Colette unwinds her fingers from Charlie’s. “I need a second.” She walks to the kitchen, picks up her bag, and locks the door behind her in the bathroom. She sits on the toilet and removes the manila envelope, tearing it open. There’s no sign of who sent it. No letter. No signature. Just a single sheet of paper.

It’s a mug shot.

He’s a teenager in the photo. There are no lines around his eyes, no gray in the goatee. He stares into the camera, a defiant expression on his face. The nameplate he holds in front of his chest is lettered with his date of birth and place of arrest. But not what he was charged with. Not even his name.

But of course it’s him. Token.



Francie sucks in her stomach, aware of a guy approaching, but he strolls past her, taking a seat at the far end of the bar. She checks the time again: 3:32 p.m. He’s thirty-two minutes late. Maybe he lied. Maybe he’s not coming.

“Another white zinfandel?”

She tugs at the fabric of her low-cut neckline in the wake of the bartender’s gaze. “I guess so,” she says, glancing down at the text her mother-in-law, Barbara, sent a few minutes ago, with an attached photo of Will lying on a blanket in the park. We’re doing great. Hope the photo shoot is going well. Good luck!

Her hand is unsteady as she gives a ten to the bartender, thinking again about the argument she and Lowell had this morning, after he came out of the bedroom to find Francie sitting on the couch, feeding Will a bottle, trying to hold back tears.

“What is it this time?” he asked her.

“What is what?”

“You look upset.”

“I’m not.”

“Francie—”

“It’s nothing. I don’t want to talk about it.” She can’t tell Lowell what’s bothering her—how she called Mark Hoyt yesterday to inform him she’d found photographs of the guy who approached Winnie at the Jolly Llama.

“I’m disappointed I had to do this work myself,” she said to Hoyt, impressed with the authority in her voice. “But so be it. I will e-mail them to you now, unless, for security purposes, you’d prefer to send an officer over to pick them up personally?”

“Francie, listen to me,” Hoyt had said. “You need to back off.”

“Back off? Are you—”

“You heard me, Mrs. Givens. Back off. Find something to do. Take that kid to the swings. Or maybe go see your doctor. Make sure everything is okay. Let us do our job.”

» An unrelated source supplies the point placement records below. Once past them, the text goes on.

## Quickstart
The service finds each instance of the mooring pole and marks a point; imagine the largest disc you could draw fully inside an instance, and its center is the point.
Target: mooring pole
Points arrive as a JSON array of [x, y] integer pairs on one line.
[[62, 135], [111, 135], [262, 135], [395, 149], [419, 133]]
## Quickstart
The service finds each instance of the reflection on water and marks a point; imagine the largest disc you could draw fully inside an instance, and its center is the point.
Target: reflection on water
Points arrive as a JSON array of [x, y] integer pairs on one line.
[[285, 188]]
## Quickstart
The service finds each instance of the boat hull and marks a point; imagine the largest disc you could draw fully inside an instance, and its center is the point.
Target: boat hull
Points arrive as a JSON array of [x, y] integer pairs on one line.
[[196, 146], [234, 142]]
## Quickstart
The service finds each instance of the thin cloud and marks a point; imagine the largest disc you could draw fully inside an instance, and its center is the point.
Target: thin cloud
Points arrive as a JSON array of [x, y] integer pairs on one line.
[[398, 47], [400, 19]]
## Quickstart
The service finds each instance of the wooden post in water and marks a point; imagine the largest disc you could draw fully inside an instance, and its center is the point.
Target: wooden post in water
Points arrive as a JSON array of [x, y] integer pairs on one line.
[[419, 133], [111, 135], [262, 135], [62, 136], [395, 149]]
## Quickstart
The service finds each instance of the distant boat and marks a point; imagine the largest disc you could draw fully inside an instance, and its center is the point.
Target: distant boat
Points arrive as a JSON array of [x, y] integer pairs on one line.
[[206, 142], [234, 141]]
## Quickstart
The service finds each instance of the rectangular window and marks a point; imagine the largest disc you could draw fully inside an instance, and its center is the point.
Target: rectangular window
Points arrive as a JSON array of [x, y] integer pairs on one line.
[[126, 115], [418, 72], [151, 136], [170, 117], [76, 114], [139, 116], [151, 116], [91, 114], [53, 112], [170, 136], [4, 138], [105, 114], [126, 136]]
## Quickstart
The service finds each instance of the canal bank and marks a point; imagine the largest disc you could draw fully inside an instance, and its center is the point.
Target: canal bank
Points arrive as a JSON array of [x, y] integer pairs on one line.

“Go see my—” A laugh escaped her. “Do you have any idea what a shitty job you’re doing here? Are you even aware there is a newborn baby counting on you to bring him back to his mother? Go see my doctor? Are you kidding me? I don’t need another man—”

“Good-bye, Mrs. Givens.”

Of course she could never tell this to Lowell, who just stood there, looking at her like she was crazy, his back against the counter, his arms crossed at his chest. “I’m starting to worry about you, Francie.”

She feels sick now, thinking about what she said to him after that, how she accused him of being cold and unsympathetic as he got dressed, turning away from his kiss as he made his way out the door to pick up his mother from the airport (Lowell had, apparently, called Barbara and asked her to come from Tennessee for a few days, telling her Francie was overwhelmed and could use some help with the baby, without even discussing it with her first). Francie hates it when they fight. They hardly ever argued before, but now, since the baby, she’s annoyed by everything he does. She knows she needs to apologize to him and smooth things over, especially with Barbara staying with them, sleeping on the sofa in the living room, in earshot of every word they exchange. She reaches for her phone, but then she feels a pair of hands around her waist.

She turns, her phone frozen in her hand, stunned by how handsome he is up close: his icy blue eyes; his strong, square jaw; his dark hair under the bright red baseball cap. Before she can even say hello, he lifts her from the stool and draws her close, kissing her in a way she hasn’t been kissed in a very long time, helping her forget all about Lowell.



He pulls back. “You are the woman I’m supposed to meet, correct?”